In one embodiment, the PHU, PHU-PI-epoxy resin may be recovered, wherein the product of the recovery process may be reused to prepare PHU, PHU-PI-epoxy resin polymers having similar properties to the original polymer. In one embodiment, as shown in FIG. 4, PHU made from DGEBA-CO ₂ and TREN is depolymerized in ethanol. Potassium carbonate (K ₂CO₃) was added as catalyst. Depolymerization occurs by the transfer of carbamoyl groups between the hydroxyurethane groups in the polymer chains and ethanol having primary hydroxyl groups, which results in cleavage of the polymer chains and a decrease in molecular weight. PHU can be converted to soluble oligomers and further to small molecules, polyhydroxy compounds DGEBA-4OH and polyvalent carbamates 3Cbm-TREN. The carbamoyl transfer between DGEBA-4OH and 3Cbm-TREN and the removal of ethanol may form PHU with a similar chemical composition as the original PHU. DGEBA-4OH can also be converted to DGEBA by one-step dehydration. The 3Cbm-TREN can be converted into 3Me-TREN by one-step reduction. These small molecules can be used as starting materials for the preparation of other materials.

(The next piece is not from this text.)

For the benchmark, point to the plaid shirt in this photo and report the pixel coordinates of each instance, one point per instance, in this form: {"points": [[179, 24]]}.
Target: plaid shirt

In one embodiment, the present invention provides a method of making a Carbon Fiber Reinforced Composite (CFRCs) made by crosslinking PHUs, PHUs-PI, and PHU-PI-epoxy polymers. There are two manufacturing methods for PHU-containing CFRCs: liquid and semi-solid bases. In the former method, the liquid monomer combination first penetrates the carbon fibers and then cures to form a solid composite. In the latter method, the fibers are first combined with a crosslinked polymer resin to form a layer of a fiber-matrix mixture, known as a "prepreg". CFRC prepregs made from PHUs, PHU-PI and PHU-PI-epoxy polymers will have an infinite shelf life due to the ductility of the crosslinked PHUs, PHU-PI and PHU-PI-epoxy polymers. The prepreg may then be used to form a laminate with the desired lay-up and geometry by vacuum bag molding or compression molding.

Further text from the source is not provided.